Watkins did not write a formal autobiography, but he did write extensively about his life in a number of books. He intruded personally least of all in The Road to Number 10, a book about how politicians became leader of their party – which was well received by learned constitutional historians. He wrote accurately about the political intricacies involved in the fall of Mrs Thatcher in A Conservative Coup. He was a constant presence in most of the 28 delightful profiles in Brief Lives, mostly of people he worked with and for. (His piece on D.J. Watkins, teacher from Tycroes, noted that his son "went to Cambridge and later became a journalist in London".)

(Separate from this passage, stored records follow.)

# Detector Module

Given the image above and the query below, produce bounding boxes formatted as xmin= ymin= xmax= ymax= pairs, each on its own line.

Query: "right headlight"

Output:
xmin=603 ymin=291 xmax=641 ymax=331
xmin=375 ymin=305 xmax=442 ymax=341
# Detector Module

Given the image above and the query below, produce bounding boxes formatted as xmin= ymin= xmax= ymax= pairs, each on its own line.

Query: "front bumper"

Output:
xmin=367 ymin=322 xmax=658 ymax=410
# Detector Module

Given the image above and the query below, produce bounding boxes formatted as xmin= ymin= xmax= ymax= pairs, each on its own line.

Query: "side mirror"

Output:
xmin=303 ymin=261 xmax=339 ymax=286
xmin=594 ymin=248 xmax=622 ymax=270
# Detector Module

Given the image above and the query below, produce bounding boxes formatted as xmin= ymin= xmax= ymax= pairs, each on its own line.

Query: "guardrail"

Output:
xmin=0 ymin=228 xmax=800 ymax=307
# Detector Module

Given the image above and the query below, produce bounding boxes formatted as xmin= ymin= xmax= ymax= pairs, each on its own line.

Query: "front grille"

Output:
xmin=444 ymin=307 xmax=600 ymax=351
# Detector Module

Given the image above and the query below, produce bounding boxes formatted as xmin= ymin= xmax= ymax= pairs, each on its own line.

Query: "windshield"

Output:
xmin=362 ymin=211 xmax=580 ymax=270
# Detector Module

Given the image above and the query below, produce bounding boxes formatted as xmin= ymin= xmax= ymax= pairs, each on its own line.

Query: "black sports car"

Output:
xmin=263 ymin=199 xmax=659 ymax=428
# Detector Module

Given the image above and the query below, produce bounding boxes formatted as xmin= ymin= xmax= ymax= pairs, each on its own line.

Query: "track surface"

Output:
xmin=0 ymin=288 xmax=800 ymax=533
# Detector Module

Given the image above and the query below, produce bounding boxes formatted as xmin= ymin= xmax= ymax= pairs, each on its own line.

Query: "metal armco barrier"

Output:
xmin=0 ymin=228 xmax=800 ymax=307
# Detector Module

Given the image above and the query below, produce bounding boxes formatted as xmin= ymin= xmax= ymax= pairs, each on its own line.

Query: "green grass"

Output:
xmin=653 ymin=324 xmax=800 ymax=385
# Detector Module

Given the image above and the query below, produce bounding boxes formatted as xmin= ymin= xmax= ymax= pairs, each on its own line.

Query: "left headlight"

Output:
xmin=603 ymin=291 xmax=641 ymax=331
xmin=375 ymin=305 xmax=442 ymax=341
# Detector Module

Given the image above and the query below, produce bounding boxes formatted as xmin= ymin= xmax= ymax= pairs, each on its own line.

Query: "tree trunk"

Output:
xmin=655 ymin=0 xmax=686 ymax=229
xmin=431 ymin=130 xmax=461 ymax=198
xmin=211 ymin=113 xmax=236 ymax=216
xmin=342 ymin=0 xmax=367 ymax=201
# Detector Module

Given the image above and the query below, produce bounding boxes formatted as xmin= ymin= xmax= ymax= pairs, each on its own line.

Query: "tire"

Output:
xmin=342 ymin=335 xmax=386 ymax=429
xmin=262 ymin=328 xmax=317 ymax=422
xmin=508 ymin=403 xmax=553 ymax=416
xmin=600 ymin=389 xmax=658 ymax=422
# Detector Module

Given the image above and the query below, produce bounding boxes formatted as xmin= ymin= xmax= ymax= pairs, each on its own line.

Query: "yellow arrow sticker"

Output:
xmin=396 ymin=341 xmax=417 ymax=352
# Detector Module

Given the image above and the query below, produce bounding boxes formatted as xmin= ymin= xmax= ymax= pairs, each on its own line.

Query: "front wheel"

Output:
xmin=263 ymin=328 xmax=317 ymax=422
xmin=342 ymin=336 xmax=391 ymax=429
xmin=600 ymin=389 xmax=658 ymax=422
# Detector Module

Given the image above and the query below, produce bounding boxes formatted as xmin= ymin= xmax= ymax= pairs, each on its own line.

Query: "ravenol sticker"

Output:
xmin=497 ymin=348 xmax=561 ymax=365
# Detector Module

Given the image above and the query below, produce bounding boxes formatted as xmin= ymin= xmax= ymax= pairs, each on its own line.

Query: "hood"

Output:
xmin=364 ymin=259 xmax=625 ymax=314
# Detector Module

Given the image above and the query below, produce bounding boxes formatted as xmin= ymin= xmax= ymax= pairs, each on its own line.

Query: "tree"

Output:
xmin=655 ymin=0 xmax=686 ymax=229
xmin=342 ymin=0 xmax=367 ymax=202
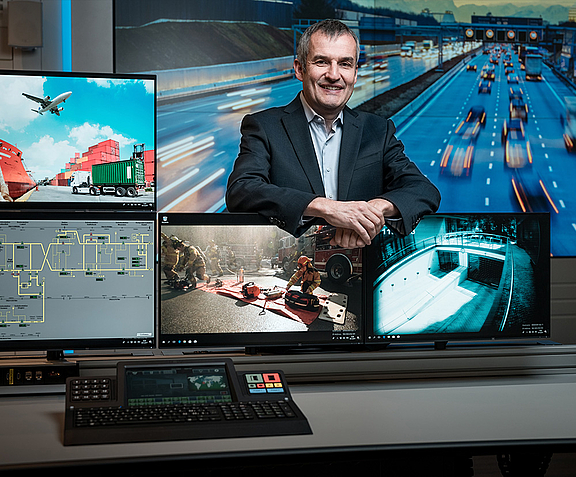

The nearest he came to autobiography was A Short Walk Down Fleet Street. He told tales of legendary figures and heroic drinking before the diaspora of newspapers to distant places where they do not properly belong, such as Canary Wharf and Kensington High Street. The book became required reading among young journalists for whom it was like passing through the looking glass to enter a different world. He recycled many of his best stories in these volumes and in various essays about political journalism, but most readers tolerated this, and regarded them indulgently, like old acquaintances. He himself became a character, the subject of fond memories of journalism seen through a nostalgic haze.
He wrote little about his personal life, except to say that he had had much happiness and some unhappiness. His marriage failed, and both his wife and a daughter predeceased him. He liked to drink champagne, red wine and armagnac, and a mild stroke on Good Friday, 2006 did not persuade him to curtail the pleasure he got from them. He is survived by a son and a daughter.
Alan Rhun Watkins, political journalist: born Tycroes, Carmarthenshire 3 April 1933; married 1955 Ruth Howard (died 1982; one son, one daughter and one daughter deceased); died 9 May 2010.